Brigham surgeon Dr Edward Whang cared for the 41-year-old woman nearly two years ago when she was brought to the emergency department after two days at another hospital, where the cause of sudden pain in her upper stomach was misdiagnosed.
“She was nearly dead,” said Whang, who noted that the woman had the gastric bypass and pre-natal care at other hospitals.
After tests and symptoms indicated a massive infection, Whang performed emergency surgery.
He found that most of the woman’s small intestine had slid through a hernia, or tear, in an adjacent membrane, a defect sometimes left after the intestines are rearranged in the bypass operation. The hole choked off blood to the stretch of intestines, and the tissue turned gangrenous.
By then the foetus had died.
Whang repaired the intestine, but the woman died within a few hours. She still weighed more than 31st but her original weight was not available.
“This is a tragic case, but you need to look at the overall risk-benefit of the surgery,” said Dr Harvey Sugerman, president of the American Society for Bariatric Surgery, an educational group for obesity surgeons.
Sugerman said three studies show extremely obese patients have death rates as much as four or five times lower if they undergo gastric bypass surgery, compared with those who don’t.

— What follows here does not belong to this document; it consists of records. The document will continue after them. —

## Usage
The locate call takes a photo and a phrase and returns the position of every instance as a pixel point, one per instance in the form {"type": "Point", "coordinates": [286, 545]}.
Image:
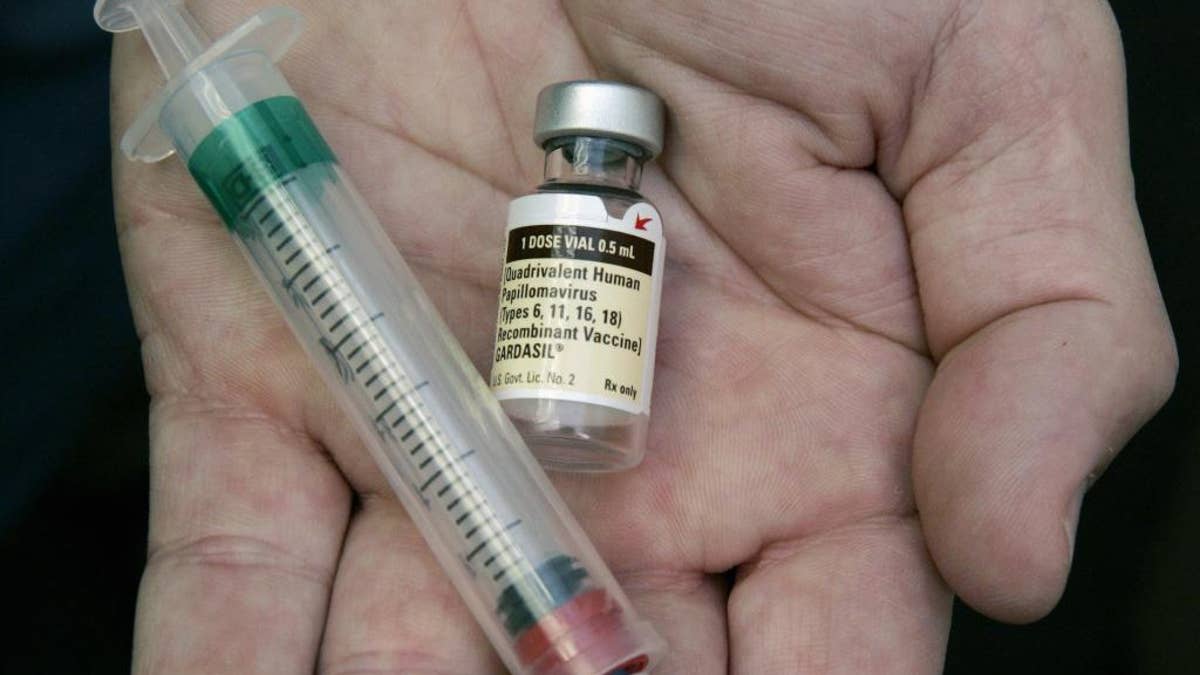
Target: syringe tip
{"type": "Point", "coordinates": [174, 36]}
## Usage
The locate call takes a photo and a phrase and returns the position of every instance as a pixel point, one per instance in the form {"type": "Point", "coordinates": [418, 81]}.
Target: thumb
{"type": "Point", "coordinates": [1041, 303]}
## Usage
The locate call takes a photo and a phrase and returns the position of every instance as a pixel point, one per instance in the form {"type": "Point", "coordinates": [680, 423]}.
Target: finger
{"type": "Point", "coordinates": [688, 610]}
{"type": "Point", "coordinates": [771, 136]}
{"type": "Point", "coordinates": [1038, 293]}
{"type": "Point", "coordinates": [863, 599]}
{"type": "Point", "coordinates": [394, 609]}
{"type": "Point", "coordinates": [246, 520]}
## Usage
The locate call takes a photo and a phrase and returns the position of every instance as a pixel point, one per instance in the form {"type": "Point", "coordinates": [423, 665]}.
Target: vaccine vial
{"type": "Point", "coordinates": [579, 311]}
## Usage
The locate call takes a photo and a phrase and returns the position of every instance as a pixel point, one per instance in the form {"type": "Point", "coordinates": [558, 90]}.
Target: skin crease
{"type": "Point", "coordinates": [909, 316]}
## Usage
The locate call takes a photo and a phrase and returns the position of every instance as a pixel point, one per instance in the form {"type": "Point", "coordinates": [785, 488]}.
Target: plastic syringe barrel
{"type": "Point", "coordinates": [522, 565]}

Other research shows lower rates of pregnancy complications after the weight-loss surgery.
Sugerman estimates that more than 110,000 gastric bypasses will be carried out in the United States this year. Complications strike as many as one in five patients, and it is believed that, for every 200 patients, between one and four will die.
Sugerman and other doctors said they knew of no other mother-baby deaths after the operation.

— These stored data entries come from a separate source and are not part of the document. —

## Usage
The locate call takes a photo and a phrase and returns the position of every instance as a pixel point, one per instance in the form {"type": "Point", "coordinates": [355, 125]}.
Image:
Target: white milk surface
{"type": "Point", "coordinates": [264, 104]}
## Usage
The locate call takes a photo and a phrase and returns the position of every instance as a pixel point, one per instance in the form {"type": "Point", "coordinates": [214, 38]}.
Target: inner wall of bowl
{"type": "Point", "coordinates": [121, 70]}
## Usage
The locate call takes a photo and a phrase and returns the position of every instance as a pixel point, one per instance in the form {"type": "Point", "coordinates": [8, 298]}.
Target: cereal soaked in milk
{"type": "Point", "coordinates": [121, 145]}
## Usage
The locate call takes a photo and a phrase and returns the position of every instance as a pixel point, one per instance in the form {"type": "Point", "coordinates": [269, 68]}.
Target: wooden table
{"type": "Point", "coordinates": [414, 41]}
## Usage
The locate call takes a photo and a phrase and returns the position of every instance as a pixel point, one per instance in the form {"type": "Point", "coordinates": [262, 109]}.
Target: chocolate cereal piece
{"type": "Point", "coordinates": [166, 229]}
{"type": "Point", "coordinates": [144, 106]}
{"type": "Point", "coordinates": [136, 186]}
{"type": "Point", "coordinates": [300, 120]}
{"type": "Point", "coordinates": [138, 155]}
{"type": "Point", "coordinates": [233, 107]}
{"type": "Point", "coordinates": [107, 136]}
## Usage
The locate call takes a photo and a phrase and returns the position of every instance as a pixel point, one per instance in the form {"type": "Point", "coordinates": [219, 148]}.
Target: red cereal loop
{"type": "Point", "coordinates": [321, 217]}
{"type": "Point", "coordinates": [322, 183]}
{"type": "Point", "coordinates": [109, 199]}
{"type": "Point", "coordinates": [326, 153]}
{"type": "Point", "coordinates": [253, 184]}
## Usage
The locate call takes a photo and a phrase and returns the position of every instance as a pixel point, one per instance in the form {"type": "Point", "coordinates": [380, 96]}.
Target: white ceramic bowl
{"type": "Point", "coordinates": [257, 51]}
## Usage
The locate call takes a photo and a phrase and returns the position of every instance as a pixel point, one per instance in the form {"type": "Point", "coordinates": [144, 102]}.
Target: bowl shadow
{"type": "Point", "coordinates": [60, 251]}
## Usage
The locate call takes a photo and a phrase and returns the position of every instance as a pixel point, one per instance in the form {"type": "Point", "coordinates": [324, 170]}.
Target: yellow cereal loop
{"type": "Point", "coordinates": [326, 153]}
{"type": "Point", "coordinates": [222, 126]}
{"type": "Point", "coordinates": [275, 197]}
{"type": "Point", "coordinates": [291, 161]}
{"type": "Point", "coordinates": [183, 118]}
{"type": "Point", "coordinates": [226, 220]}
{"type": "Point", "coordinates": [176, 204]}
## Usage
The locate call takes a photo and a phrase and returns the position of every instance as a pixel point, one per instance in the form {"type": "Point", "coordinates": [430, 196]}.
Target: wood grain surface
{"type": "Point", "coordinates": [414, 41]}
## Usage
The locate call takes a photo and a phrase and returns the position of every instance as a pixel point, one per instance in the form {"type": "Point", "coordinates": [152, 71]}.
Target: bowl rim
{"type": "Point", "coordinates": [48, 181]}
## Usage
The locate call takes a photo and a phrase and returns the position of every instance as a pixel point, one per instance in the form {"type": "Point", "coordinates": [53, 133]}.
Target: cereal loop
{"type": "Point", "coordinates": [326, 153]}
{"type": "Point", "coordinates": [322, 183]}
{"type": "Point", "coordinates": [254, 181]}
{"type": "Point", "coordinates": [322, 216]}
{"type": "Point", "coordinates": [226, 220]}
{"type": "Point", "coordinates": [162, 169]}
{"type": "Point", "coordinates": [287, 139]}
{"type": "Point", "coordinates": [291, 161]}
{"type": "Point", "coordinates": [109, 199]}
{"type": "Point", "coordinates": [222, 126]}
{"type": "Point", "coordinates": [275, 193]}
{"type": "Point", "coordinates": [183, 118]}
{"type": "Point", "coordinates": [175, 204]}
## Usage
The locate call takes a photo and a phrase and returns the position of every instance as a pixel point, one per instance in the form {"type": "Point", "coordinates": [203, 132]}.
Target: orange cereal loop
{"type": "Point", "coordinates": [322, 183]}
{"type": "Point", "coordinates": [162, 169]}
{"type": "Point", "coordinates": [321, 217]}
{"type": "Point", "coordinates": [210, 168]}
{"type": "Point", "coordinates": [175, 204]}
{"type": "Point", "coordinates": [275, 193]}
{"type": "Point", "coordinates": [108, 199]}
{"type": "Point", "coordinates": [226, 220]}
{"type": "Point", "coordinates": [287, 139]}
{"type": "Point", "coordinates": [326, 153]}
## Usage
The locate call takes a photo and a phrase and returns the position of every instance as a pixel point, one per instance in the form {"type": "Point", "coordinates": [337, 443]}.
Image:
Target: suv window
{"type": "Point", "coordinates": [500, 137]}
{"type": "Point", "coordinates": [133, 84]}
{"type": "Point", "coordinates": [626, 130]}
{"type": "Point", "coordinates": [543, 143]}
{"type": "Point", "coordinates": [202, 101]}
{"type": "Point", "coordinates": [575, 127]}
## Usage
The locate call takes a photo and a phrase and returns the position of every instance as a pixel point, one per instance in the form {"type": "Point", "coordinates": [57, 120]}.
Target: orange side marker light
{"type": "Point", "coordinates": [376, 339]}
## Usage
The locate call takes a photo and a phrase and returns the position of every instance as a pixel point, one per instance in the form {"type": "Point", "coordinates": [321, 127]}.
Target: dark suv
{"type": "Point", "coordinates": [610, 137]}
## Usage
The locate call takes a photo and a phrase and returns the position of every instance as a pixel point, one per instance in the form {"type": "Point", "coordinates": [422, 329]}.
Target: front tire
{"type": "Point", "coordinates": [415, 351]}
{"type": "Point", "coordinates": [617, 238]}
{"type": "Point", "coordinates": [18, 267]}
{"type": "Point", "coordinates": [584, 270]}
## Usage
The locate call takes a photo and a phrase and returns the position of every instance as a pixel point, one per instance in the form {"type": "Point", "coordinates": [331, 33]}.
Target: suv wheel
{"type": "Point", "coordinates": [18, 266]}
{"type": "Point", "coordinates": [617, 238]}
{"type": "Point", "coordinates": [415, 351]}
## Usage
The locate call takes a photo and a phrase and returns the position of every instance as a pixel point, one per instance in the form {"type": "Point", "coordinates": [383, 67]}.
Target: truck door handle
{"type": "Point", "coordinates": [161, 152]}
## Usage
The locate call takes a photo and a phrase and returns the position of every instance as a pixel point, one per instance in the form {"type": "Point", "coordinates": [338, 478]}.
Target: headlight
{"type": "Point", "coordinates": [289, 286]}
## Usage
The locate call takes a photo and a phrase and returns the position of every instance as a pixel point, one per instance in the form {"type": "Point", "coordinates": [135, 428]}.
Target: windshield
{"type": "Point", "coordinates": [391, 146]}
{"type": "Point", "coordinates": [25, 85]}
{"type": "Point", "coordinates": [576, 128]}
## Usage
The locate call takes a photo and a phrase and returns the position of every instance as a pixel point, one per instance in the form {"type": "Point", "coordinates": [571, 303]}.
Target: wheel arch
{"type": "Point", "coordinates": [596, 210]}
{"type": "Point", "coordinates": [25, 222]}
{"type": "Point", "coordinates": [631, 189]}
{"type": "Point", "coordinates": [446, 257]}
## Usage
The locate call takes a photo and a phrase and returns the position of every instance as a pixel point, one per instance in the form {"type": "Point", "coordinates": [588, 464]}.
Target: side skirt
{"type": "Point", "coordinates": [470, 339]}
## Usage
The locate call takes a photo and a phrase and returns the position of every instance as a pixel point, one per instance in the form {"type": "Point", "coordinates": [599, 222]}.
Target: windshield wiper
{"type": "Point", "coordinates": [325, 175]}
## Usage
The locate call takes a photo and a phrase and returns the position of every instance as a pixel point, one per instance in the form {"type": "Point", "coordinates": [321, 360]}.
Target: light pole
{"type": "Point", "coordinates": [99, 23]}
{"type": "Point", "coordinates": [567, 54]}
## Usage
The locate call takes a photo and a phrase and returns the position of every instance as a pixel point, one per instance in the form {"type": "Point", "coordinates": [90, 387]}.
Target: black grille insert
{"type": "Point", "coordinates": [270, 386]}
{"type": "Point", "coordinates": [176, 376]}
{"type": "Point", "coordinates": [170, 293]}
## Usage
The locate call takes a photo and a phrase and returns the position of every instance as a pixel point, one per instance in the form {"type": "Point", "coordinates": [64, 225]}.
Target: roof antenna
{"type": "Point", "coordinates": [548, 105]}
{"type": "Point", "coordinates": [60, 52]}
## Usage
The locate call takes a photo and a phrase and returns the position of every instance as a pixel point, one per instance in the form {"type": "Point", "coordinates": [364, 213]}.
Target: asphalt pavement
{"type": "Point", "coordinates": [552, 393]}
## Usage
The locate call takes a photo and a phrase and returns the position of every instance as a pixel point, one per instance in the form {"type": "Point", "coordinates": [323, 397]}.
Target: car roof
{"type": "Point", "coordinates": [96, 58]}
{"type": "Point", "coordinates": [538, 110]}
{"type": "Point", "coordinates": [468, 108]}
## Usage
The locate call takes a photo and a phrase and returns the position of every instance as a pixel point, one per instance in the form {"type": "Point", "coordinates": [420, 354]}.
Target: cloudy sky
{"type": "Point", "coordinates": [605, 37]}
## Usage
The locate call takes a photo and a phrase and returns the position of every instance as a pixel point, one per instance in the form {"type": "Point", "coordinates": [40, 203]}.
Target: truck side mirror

Whang, however, said about 85% of gastric bypasses were performed on women, most of childbearing age and advised any pregnant patients with sudden pain to see a bypass expert quickly.
“Most doctors recommend contraceptives for two years after the surgery" to avoid pregnancy until the woman’s weight stabilises, said Dr Sattar Hadi, who runs the high-risk obesity clinic at Vanderbilt University’s Centre for Human Nutrition.
Hadi said it was unclear whether the Massachusetts woman’s hernia was due solely to the surgery “or the foetus pushing onto the intestines”.
Dr Mark Tucker, director of bariatric surgery at the University of Medicine and Dentistry of New Jersey in Stratford, said such hernias were not uncommon and could happen up to five years after the surgery.
Because fertility increases with major weight loss, he said, reports of pregnancies within a year of surgery are becoming more common.